Gluten Free Goodie Girl Cookiesare now sold in the gluten free section of Zabar’s. This is a very big deal for me.
Our family has known the Zabar’s for as long as I can remember. One crazy-hot day at Camp Modin, in the summer of 1984, way too hot to imagine playing tennis, Rachel and I laid on burning concrete, hiding-away while we shelled almost half of her ten pound bag of pistachio’s that her parent’s had sent.
Calhoun was around the corner which put our high school female population, front and center of the biggest food craze of 1986. Tofutti Magic ice cream that would not make you fat. We piled into Zabar’s daily to get our fix.

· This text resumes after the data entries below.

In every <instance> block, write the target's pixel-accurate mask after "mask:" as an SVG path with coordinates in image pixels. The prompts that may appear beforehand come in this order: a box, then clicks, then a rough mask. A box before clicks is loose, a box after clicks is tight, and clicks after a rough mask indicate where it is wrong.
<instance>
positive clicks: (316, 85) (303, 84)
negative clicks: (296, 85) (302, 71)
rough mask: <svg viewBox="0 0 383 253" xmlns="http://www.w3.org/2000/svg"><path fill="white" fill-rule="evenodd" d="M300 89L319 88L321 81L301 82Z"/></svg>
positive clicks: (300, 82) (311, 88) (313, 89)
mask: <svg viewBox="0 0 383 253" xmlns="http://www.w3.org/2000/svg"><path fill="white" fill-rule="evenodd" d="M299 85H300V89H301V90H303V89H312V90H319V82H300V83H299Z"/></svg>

We are still members of the same synagogue as Saul and Carol. If my father had not passed away on Labor Day, I am sure his response to my telling him that I got my cookies into Zabar’s, would be some sarcastic remark about Saul not wearing a “dress shirt” for High Holidays or shunning them for their policy of opening the store on Yom Kippor.
But beneath his censure, was pure devotion, trustworthiness, and envy. Every Sunday at about 4:00, my dad would disappear for a walk down Broadway. He would return a few hours later, stopping along the way to browse at booksellers on the avenue, toting the orange logo bag. Inside without fail for at least 20 years, was his one piece of Parmessan for our Sunday pasta feast, one pound of famous Zabar’s roasted coffee, before anyone talked about coffee, and if he was in an especially good mood, maybe a piece of marble halvah.
Zabar’s was and is the most important supermarket of my “foodiness.”